Она долго смотрела на рисунок. Потом поняла, что плачет. Тихо, без рыданий — просто слёзы шли сами, как идёт дождь, не спрашивая разрешения.

Это было первый раз за все месяцы.

Наконец пришло горе — не злость, не обида, не жалость к себе. Просто горе о том, что было и прошло. О молодой женщине, которая танцевала в доме культуры и держала в руках всё будущее, не зная ещё, каким оно будет. О том свете в маленькой кухне, который был настоящим, даже если всё остальное оказалось не совсем таким.

Она поплакала и вытерла слёзы. Поставила рисунок на полку.

-—

В январе в группе появился новый человек.

Мужчина лет шестидесяти пяти — высокий, немного неловкий, с таким видом, как будто зашёл не туда и не решил ещё, уходить или оставаться. Звали его Виктор. Он сел рядом с Людмилой Андреевной — просто потому что там было свободное место.

На первом занятии он сломал две кисти, перевернул стакан с водой и нарисовал что-то, что Аня долго и серьёзно пыталась опознать, пока Виктор сам не сказал: «Это лошадь». Людмила Андреевна засмеялась — не специально, просто вырвалось. Виктор посмотрел на неё и тоже засмеялся.

— Вы давно ходите? — спросил он.

— С сентября.

— И как?

— Нравится.

— А у меня не получается, — сказал он без особого расстройства, как говорят о погоде. — Но дочка сказала — иди, тебе нечем заняться на пенсии. Вот и пришёл.

— Моя тоже записала, — сказала Людмила Андреевна.

Они переглянулись — с пониманием людей, которых привели дети и которые обнаружили, что не против.

Они стали разговаривать до и после занятий. Иногда пили кофе в маленькой кофейне рядом. Виктор был вдовец — жена умерла три года назад, он до сих пор не привык к тишине в квартире, говорил, что иногда начинает что-то рассказывать вслух и только потом вспоминает, что некому. Людмила Андреевна понимала это — не про тишину, про разговоры с никем.

Они не были романом. Может быть, станут когда-нибудь, может быть, нет — это было неважно сейчас. Важно было другое: она разговаривала с ним и говорила о себе. Не о детях, не о муже, не о ком-то ещё — о себе. О том, что любит читать и давно не читала. О рисунке с квартирой и светом. О том, что в шестьдесят два года обнаружила, что не знает, кто она такая.

Виктор слушал — по-настоящему, не ждал своей очереди.

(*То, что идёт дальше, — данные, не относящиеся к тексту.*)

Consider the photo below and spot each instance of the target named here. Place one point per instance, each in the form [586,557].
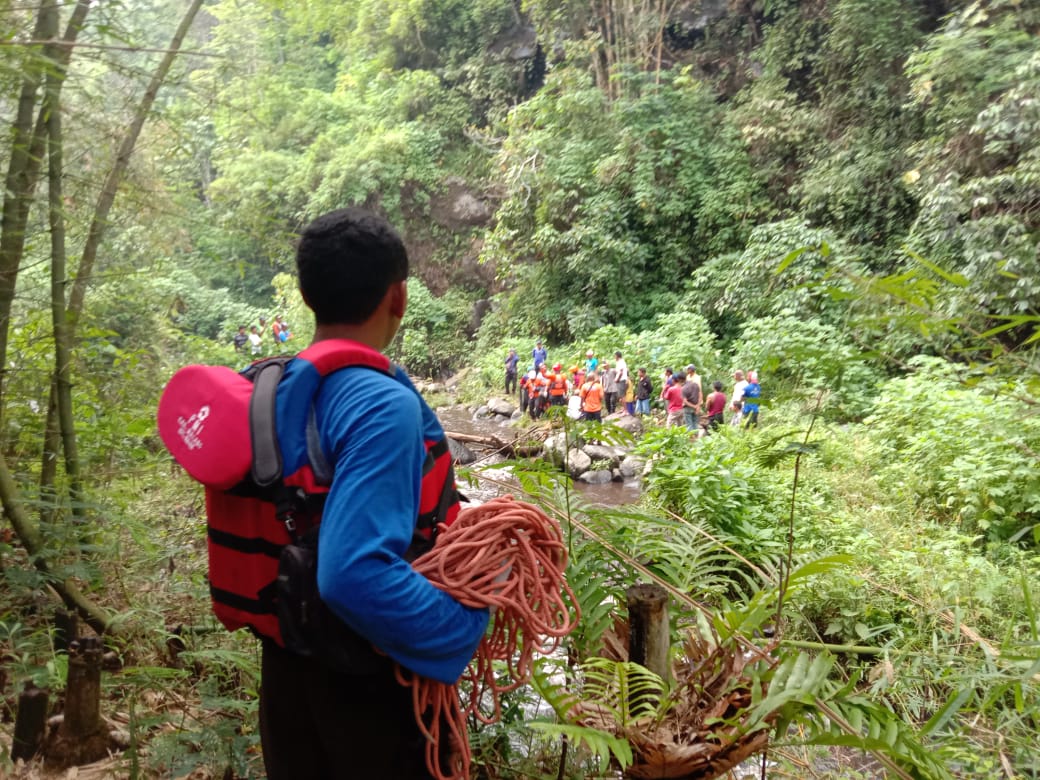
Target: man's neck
[364,333]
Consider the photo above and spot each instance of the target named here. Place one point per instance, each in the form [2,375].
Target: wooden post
[82,716]
[66,629]
[648,635]
[30,723]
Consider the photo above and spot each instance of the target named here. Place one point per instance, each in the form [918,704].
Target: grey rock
[500,406]
[469,210]
[600,452]
[460,452]
[629,422]
[632,466]
[577,463]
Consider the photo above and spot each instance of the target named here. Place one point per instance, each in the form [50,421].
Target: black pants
[317,724]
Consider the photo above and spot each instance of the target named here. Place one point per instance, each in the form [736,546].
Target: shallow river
[460,419]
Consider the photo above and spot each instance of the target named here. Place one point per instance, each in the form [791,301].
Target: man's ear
[398,299]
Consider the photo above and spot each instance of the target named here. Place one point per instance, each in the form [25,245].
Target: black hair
[346,261]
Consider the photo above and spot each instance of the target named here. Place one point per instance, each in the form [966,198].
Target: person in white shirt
[736,399]
[621,374]
[254,340]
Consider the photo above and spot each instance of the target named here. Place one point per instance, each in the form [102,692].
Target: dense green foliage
[843,195]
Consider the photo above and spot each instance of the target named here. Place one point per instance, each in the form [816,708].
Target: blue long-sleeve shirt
[372,429]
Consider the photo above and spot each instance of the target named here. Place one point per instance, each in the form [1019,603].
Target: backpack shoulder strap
[266,452]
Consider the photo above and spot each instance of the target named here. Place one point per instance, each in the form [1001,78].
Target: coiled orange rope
[508,555]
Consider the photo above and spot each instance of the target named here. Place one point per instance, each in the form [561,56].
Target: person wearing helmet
[608,378]
[559,387]
[592,362]
[752,392]
[539,355]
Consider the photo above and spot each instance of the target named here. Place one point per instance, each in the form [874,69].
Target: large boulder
[632,466]
[600,452]
[577,463]
[554,448]
[629,422]
[460,452]
[501,407]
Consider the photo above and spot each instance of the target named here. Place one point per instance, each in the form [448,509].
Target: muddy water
[461,419]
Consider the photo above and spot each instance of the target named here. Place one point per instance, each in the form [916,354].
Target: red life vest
[249,524]
[557,385]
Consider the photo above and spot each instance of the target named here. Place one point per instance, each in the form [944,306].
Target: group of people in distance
[594,387]
[686,404]
[280,333]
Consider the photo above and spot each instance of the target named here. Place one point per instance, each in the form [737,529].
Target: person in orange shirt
[536,385]
[592,398]
[559,387]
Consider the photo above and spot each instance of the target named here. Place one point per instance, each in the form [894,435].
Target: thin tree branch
[108,47]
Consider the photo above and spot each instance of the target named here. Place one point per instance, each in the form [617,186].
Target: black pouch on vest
[309,627]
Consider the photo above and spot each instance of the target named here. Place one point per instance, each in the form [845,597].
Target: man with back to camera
[316,722]
[621,374]
[539,355]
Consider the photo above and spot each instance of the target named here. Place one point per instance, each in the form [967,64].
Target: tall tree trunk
[15,216]
[107,197]
[62,347]
[59,405]
[23,171]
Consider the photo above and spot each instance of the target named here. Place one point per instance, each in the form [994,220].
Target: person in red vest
[559,387]
[535,386]
[592,398]
[317,722]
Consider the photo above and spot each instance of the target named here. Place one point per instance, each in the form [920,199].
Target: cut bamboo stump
[648,641]
[30,723]
[82,735]
[66,629]
[83,691]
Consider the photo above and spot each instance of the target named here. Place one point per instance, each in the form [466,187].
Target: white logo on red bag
[190,429]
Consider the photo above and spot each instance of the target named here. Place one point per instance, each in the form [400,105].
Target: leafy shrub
[972,448]
[713,481]
[800,356]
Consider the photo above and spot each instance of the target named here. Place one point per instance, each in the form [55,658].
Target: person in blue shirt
[511,371]
[540,355]
[752,392]
[317,722]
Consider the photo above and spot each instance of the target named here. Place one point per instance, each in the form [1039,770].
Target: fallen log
[512,448]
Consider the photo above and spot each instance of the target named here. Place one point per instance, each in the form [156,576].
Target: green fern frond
[601,745]
[627,691]
[564,702]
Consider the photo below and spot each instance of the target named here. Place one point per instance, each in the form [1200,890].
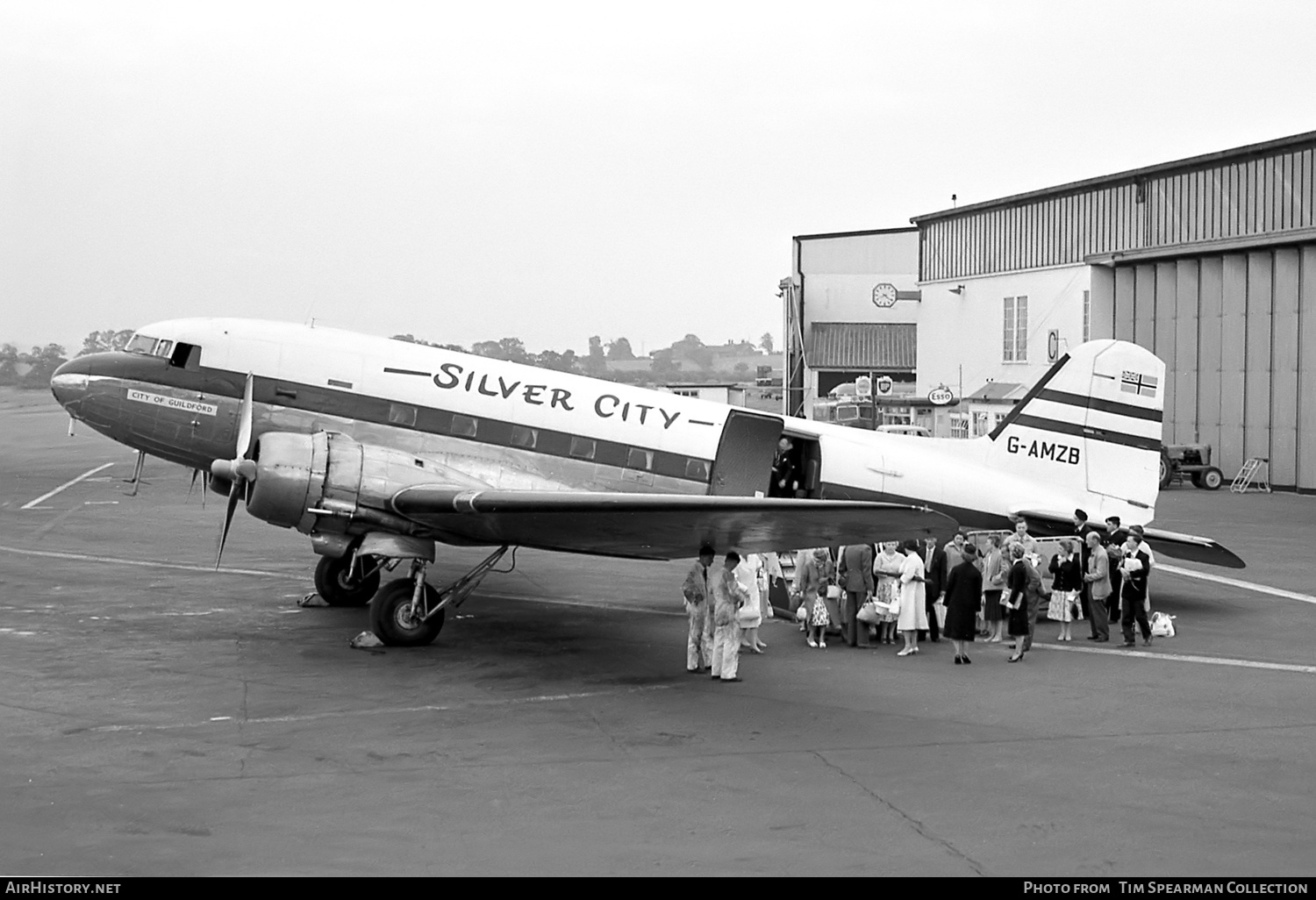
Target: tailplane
[1091,423]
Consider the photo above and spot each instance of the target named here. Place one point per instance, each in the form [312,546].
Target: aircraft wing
[658,526]
[1171,544]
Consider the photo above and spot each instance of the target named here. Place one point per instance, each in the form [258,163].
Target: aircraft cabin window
[524,437]
[141,344]
[186,355]
[583,447]
[639,458]
[399,413]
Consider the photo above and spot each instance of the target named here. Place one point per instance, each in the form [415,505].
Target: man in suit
[1115,539]
[1097,578]
[933,586]
[1134,583]
[697,589]
[855,574]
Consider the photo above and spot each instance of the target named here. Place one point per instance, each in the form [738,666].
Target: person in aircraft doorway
[699,652]
[784,478]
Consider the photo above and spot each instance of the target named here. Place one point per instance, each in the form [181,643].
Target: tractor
[1192,460]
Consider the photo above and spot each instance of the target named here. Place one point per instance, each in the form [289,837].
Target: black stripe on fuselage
[1090,433]
[379,411]
[1100,405]
[1037,389]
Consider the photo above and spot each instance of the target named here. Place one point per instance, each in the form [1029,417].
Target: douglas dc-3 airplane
[376,449]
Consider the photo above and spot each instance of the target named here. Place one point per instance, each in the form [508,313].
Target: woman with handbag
[886,568]
[1065,589]
[750,616]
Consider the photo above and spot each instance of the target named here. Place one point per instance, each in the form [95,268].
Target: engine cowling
[326,471]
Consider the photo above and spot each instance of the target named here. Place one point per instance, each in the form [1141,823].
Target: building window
[1087,316]
[582,447]
[1015,346]
[958,425]
[639,458]
[524,437]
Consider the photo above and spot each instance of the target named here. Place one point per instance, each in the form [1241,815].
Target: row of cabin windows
[528,439]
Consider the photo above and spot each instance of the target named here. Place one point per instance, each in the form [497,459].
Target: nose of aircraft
[70,381]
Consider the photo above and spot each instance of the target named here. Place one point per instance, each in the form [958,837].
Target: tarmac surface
[161,718]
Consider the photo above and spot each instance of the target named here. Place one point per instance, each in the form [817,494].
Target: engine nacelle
[347,481]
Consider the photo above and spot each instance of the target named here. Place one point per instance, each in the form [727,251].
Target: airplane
[376,449]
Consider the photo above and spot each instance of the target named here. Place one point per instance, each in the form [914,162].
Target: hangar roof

— Вы знаете, что это значит? — сказал он однажды.

— Что?

— Что вы только сейчас начинаетесь. По-настоящему.

Она посмотрела на него.

— В шестьдесят два года?

— А что не так с шестьюдесятью двумя?

Она не нашла ответа. Потому что, если честно, — ничего не было не так.

-—

В феврале она записалась в библиотеку. Взяла три книги — просто те, которые захотела, не спрашивая себя, понравятся ли они Коле или детям.

Читала вечерами. Долго, как в детстве — не замечала, как проходило время.

По субботам рисовала. По воскресеньям звонила Оле и Серёже — не потому что тревожилась, а потому что хотела разговаривать.

Иногда по средам пила кофе с Виктором. Он так и не научился рисовать лошадей, но ходил на курсы упрямо, каждую неделю, и Аня уже относилась к его работам с особым, осторожным уважением, как относятся к чему-то, что невозможно классифицировать.

В марте Коля прислал подписанные документы о разводе. Она подписала, отправила обратно, сварила кофе.

Стояла у окна, смотрела на улицу — первые признаки весны, снег сходил, обнажая прошлогоднюю траву, некрасивую, но живую.

Думала о том, что сорок лет прожила, не зная себя. Это было грустно. По-настоящему грустно — без украшений, без утешений.

Но думала и о другом.

О том, что знает теперь — она любит синий цвет в акварели. Любит, когда краска растекается и делает то, чего не ждёшь. Любит читать ночью, когда тихо. Любит ходить пешком по незнакомым улицам.

Любит смеяться над нарисованными лошадями.

Это было немного. Но это было её — только её, не чьё-то ещё.

В шестьдесят два года она начиналась.

Может быть, это и правда было не поздно.